Hart goes on to articulate a common error about the difference between faith and saving faith:
“Faith as described in Scripture, Luther pointed out, is not merely giving credence to the historical facts of the gospel story. It is believing that Christ came to save us personally” (p. 363).
I agree, but that’s not how I would put it.
I would say that faith is giving credence to historical facts. But saving faith depends on which facts you believe. For example, it is a fact that Solomon was king over Israel. You should believe that, but you won’t be saved by believing that. By contrast, it is also a fact that Jesus gives eternal life to believers. You should believe that fact, and if you do, you will be saved. Saving faith is believing the saving message.
Hart goes on to reaffirm his commitment to salvation by works:
“It is trust (fiducia) in Christ. It is acting upon his promises, relying upon him to save us—just as we would have to rely upon a ship to transport us across the ocean. We do not really believe in that boat until we actually board it and join the great adventure” (p. 363).

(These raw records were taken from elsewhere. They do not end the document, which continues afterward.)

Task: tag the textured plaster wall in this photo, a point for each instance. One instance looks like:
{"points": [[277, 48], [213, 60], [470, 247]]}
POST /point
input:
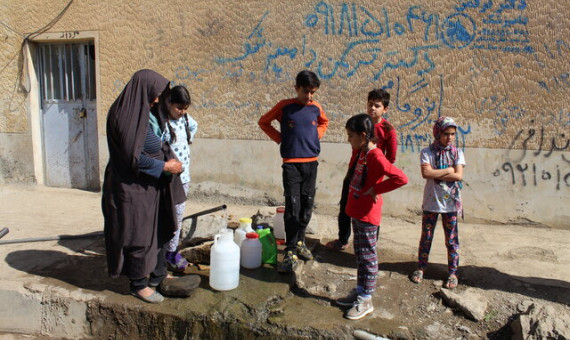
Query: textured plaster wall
{"points": [[499, 67]]}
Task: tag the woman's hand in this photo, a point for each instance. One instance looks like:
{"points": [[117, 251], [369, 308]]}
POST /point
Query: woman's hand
{"points": [[371, 193], [173, 166]]}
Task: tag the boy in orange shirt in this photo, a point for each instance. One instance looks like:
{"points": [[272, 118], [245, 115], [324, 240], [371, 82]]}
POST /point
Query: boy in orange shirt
{"points": [[302, 124]]}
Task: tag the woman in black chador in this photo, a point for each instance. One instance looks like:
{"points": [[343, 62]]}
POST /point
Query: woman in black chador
{"points": [[141, 187]]}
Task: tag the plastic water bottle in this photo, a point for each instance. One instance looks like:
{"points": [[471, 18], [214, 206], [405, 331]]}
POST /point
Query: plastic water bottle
{"points": [[278, 223], [224, 262], [244, 228], [268, 245], [250, 256]]}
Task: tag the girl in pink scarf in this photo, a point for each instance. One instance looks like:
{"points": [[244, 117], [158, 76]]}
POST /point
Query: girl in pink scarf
{"points": [[442, 167]]}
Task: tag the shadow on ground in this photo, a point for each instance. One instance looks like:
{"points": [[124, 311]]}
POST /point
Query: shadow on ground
{"points": [[490, 278]]}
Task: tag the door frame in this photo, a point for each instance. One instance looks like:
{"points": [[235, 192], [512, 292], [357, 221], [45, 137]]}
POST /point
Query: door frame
{"points": [[34, 97]]}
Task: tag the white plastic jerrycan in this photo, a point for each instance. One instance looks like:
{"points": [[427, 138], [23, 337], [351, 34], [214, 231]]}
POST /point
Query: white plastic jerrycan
{"points": [[251, 251], [244, 228], [224, 262]]}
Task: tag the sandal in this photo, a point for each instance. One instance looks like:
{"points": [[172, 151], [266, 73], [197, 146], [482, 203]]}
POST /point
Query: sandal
{"points": [[176, 262], [417, 276], [336, 245], [451, 282]]}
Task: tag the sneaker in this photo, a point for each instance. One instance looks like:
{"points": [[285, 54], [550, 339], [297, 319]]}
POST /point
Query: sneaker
{"points": [[361, 308], [337, 245], [349, 300], [289, 263], [304, 252]]}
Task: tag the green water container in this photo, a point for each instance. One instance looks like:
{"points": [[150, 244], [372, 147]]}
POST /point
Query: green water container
{"points": [[268, 245]]}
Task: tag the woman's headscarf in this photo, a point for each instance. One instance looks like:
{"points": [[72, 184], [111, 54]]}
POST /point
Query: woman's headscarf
{"points": [[446, 156], [128, 119]]}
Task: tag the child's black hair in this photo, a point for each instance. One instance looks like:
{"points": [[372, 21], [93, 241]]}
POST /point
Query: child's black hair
{"points": [[384, 97], [177, 95], [362, 123], [307, 78], [380, 94]]}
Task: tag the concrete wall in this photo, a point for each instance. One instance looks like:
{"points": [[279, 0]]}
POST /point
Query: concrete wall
{"points": [[500, 68]]}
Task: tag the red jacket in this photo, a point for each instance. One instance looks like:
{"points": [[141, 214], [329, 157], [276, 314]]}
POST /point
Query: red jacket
{"points": [[362, 207]]}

Hart explicitly says saving faith means “acting” upon the promise. You need faith plus action. To clarify that he is talking about behavior, Hart gives the example of not just believing that a boat will transport us, but actually getting into the boat. Obviously, getting into the boat is something additional to believing. But Hart wants to say it is part of believing. He is redefining faith to include doing good works.
Of course, Hart is right about boats. If you want to travel by boat, you can’t just believe it; you have to actually get on it. But Hart is wrong to use that as an illustration for salvation. That is not how salvation works. We are not justified by faith plus taking an extra step of acting upon the promise of salvation. There is no extra step for you to take beyond believing Jesus for eternal life. You don’t need to do anything for it to happen. Jesus does the work for you. When you simply believe, Jesus “puts you into the boat.” For example, He gives you eternal life. He sends the Spirit to indwell you. He regenerates you in your human spirit. He changes your position from being outside the Body of Christ to being in the Body. It is not by faith plus your doing. It is by faith and otherwise entirely His doing.
I’m sad to say that, in his discussion on faith, Hart has missed the boat.